Overexpression of METTL3 led to downregulation of PPARγ, whereas METTL3 knockdown resulted in increased PPARγ levels (Figure 7I, J and Figure S5F, G). Functionally, METTL3 overexpression significantly suppressed ICCA cell proliferation and migration, effects that were reversed upon H19 knockdown. Subsequent knockdown of PPARγ restored the inhibitory effect on cell proliferation and migration (Figure 7K-M and Figure S5H), indicating that ICCA progression is regulated via the METTL3-H19-PPARγ axis. METTL3 and PPARγ showed a strong negative association, but PPARα and PPARβ showed no discernible link, according to an analysis of gene expression datasets (Figure S5I). Consistently, IHC analysis of the TJ cohort demonstrated that PPARγ expression was markedly elevated in tumors, and higher PPARγ levels were associated with poorer OS (Figure 7N, O and Figure S5J). Moreover, both H19 and METTL3 expression levels negatively correlated with PPARγ expression (Figure S5K, L).

 Figure 7 

METTL3 affects ICCA progression through the H19 and PPARγ signaling. A and B. The protein expression of PPARα, PPARβ and PPARγ was determined by western blot in HuCC-T1 and RBE cells with H19 overexpression (A) or knockdown (B). C. PPARγ protein expression was determined by western blot in HuCC-T1 cells with PPARγ siRNAs transfection. D and E. The proliferation and migration of HuCC-T1 cells with PPARγ silencing was detected by MTT (D) and transwell (E) assay, respectively. F. PPARγ protein expression was determined by western blot in HuCC-T1 cells with the indicated siRNAs treatment. G and H. The proliferation and migration of HuCC-T1 cells with the indicated siRNAs treatment was detected by MTT (G) and transwell (H) assay, respectively. I and J. The protein expression of PPARα, PPARβ and PPARγ was determined by western blot in HuCC-T1 and RBE cells with METTL3 overexpression (I) or knockdown (J). K. PPARγ protein expression was determined by western blot in HuCC-T1 cells with METTL3 overexpression and the indicated siRNAs treatment. L and M. The proliferation and migration of HuCC-T1 cells with METTL3 overexpression and the indicated siRNAs treatment was detected by MTT (L) and transwell (M) assay, respectively. N. PPARγ expression in the 58 paired ICCA samples was analysed by IHC staining. O. Representative IHC images of PPARγ in paired ICCA samples. P. Schematic model according to the results of this study. The results are presented as mean ± SD of three independent experiments. **P < 0.01, ***P < 0.001, according to a Student's t test. Scale bar, 100 μm.

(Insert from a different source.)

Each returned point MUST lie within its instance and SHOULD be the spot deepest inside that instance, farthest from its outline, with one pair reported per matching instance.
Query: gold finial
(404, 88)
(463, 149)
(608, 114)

Collectively, these findings demonstrate that METTL3 promotes H19 stability and expression through an m6A-IGF2BP1-dependent pathway, and that the METTL3-H19 axis subsequently reduces PPARγ, ultimately decreasing ICCA cell proliferation and migration (Figure 7P).

Oncolytic adenovirus-mediated H19 overexpression inhibits ICCA growth

One promising anticancer tactic is the use of oncolytic adenoviruses, which reproduce and lyse specifically in tumor cells (26). To explore the therapeutic potential of H19 in ICCA, we employed an oncolytic adenovirus to deliver H19. The H19 expression cassette was inserted into the viral E1B55-kDa deletion region, which enhances tumor-selective cytotoxicity (27), generating the recombinant virus SD55-H19 (with SD55-EGFP serving as a control; Figure S6A). To confirm virus functionality, E1A protein expression was assessed in ICCA cells infected with SD55-H19 or SD55-EGFP via western blot, demonstrating robust E1A expression and efficient viral replication in ICCA cells (Figure 8A). RT-qPCR further validated H19 overexpression mediated by the virus (Figure 8B). Tumor-specific replication of the oncolytic adenoviruses was then evaluated, revealing significantly higher replication of SD55-H19 and SD55-EGFP in ICCA tumor cells compared with normal Hibepic cells, indicating effective tumor-targeting capacity of the recombinant viruses (Figure 8C).

To assess the in vitro tumoricidal effect of the recombinant viruses, RBE and HuCC-T1 cells were infected with SD55-H19 or SD55-EGFP for 24 h at the indicated MOIs. MTT assays demonstrated that SD55-H19 induced dose-dependent cytotoxicity, which was significantly greater than that of SD55-EGFP (Figure 8D). At an MOI of 1, SD55-H19 inhibited ICCA cell growth in a time-dependent manner compared with SD55-EGFP (Figure 8E). Cytopathic effects were further evaluated by staining adherent live cells with crystal violet, revealing that SD55-H19 elicited a more pronounced cytopathic effect on ICCA cells than SD55-EGFP (Figure 8F). Given that H19 exerts its effect by inhibiting PPARγ, and that PPARγ inhibition suppresses cell proliferation, we combined the PPARγ inhibitor BAY-4931 (28) with SD55-H19. The combination treatment exhibited stronger cytotoxicity than either SD55-H19 or BAY-4931 alone (Figure 8G and Figure S6B). Collectively, these results indicate that SD55-H19 is more effective than SD55-EGFP in eliminating ICCA cells in vitro, and that its combination with BAY-4931 further enhances antitumor efficacy.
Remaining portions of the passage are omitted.